Anyway, they CRUSH my car. They gave my 50 bucks cash for the scrap value for it.

Anyway, the reason the world didn't end, is because it really wasn't my car, Now I gotta go home, and tell my wife why her car is gone.

Trust me... I would rather have my brain munched on by a zombie horde or that the world had gone ploof because the sun had gone super-nova, then have to tell my "butter-cup" to put down her corn dog so I can tell her some Guy named Jimmy Gimp crushed her beloved "General Lee" look-a-like, and that I am going to have to buy her a Prius, so I can afford to buy her some more corn-dogs and Diet coke.

Anyway, if your every in Tupolo, come down to the hospital and look for me, I'll be in the sever trauma ward, suffering from two broken legs and a crushed spleen.

Butter-cup loved that car.



That...was awesome. Thank you.

sedgerton


quality posts: 0 Private Messages sedgerton
holapaco wrote:That...was awesome. Thank you.



hahah ButterCup did love her car...

thank you for saying so...

jawsuser


quality posts: 4 Private Messages jawsuser
sedgerton wrote:hahah ButterCup did love her car...

thank you for saying so...



So did they let you out of the hospital or did ButterCup go easy on you?

sedgerton


quality posts: 0 Private Messages sedgerton
jawsuser wrote:So did they let you out of the hospital or did ButterCup go easy on you?

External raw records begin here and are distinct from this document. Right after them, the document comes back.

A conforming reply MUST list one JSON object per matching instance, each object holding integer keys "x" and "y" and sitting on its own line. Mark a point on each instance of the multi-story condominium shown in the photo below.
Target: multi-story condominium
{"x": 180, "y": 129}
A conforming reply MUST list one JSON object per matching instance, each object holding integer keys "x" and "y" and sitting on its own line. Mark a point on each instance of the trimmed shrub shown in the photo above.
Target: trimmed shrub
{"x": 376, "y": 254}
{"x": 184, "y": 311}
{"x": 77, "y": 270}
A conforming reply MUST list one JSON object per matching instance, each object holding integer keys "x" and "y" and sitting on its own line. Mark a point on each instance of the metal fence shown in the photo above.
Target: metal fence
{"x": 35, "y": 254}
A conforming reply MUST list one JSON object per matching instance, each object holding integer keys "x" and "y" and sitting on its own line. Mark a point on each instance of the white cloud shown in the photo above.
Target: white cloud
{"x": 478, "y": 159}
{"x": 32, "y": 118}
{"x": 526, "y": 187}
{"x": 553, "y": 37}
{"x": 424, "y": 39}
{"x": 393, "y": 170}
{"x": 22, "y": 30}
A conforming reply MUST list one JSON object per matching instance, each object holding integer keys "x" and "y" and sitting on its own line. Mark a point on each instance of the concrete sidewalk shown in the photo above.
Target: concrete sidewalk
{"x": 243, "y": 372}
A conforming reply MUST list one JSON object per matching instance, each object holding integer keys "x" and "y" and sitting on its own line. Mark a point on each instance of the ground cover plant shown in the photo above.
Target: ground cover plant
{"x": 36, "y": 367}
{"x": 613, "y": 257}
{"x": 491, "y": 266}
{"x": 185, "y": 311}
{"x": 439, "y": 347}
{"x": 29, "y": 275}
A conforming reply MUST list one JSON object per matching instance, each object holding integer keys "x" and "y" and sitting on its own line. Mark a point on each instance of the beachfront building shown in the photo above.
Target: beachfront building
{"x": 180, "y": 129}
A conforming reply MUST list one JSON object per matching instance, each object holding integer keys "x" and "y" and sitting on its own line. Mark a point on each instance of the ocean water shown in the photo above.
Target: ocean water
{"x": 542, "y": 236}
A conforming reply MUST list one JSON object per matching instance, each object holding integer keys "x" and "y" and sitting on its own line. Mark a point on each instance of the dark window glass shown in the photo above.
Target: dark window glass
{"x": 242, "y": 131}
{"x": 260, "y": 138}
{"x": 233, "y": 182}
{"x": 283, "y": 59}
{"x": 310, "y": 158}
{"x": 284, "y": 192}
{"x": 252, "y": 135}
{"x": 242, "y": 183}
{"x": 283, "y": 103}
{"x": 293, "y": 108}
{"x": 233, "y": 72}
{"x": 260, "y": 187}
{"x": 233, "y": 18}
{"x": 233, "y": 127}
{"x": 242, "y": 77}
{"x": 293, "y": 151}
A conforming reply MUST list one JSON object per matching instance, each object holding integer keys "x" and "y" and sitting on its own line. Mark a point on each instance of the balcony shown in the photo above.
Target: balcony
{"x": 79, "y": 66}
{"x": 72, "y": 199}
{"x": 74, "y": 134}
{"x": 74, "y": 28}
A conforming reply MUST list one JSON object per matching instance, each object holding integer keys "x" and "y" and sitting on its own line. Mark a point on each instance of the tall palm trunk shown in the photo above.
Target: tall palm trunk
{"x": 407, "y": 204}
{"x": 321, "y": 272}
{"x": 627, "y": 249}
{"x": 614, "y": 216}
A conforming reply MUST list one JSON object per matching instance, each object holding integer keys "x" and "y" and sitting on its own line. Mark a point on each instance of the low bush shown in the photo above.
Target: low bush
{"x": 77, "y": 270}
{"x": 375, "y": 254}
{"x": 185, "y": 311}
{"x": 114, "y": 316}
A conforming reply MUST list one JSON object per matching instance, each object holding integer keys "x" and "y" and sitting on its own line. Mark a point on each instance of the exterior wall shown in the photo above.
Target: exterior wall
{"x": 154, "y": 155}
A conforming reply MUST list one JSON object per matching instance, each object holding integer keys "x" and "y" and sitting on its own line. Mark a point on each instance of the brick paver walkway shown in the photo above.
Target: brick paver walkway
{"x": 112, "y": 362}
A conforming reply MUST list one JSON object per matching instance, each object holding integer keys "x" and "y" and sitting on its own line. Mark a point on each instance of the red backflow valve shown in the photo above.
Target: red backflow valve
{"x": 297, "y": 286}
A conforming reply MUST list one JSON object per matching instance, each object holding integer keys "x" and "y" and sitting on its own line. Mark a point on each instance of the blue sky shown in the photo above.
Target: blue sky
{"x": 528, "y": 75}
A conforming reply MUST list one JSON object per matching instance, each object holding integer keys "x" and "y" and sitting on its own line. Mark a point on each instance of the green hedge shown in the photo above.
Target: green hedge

Lets just say You don't want to know where she put put her corn dog.. The doctor has scheduled another surgery to see if he can remove more of it.

I never thought sideways was possible to begn with....

Like I always said,, Buttercup loved her car....

jawsuser


quality posts: 4 Private Messages jawsuser
sedgerton wrote:Lets just say You don't want to know where she put put her corn dog.. The doctor has scheduled another surgery to see if he can remove more of it.

I never thought sideways was possible to begn with....

Like I always said,, Buttercup loved her car....



You're lucky it was just a corn dog. My weapon of choice, if I were married, would be a number 10 cast iron skillet. It definitely would get a person's attention.

norcalbecca


quality posts: 0 Private Messages norcalbecca
jawsuser wrote:You're lucky it was just a corn dog. My weapon of choice, if I were married, would be a number 10 cast iron skillet. It definitely would get a person's attention.



Just the mental picture alone produced an involuntary clenching.

I think the folks at the Department of Education/SallieMae made some sort of pact with the ancient Mayan deities... something to do with them receiving a cut of the funds (or other payment) they're currently bleeding from me every month because I could have sworn that there was a coupon offering a 10% reduction in my total owed in exchange for my first born child in last month's billing statement... anyway, I'm guessing that until the funds or promised number of children have been stockpiled to appease the deities, the world'll be safe from total annihilation.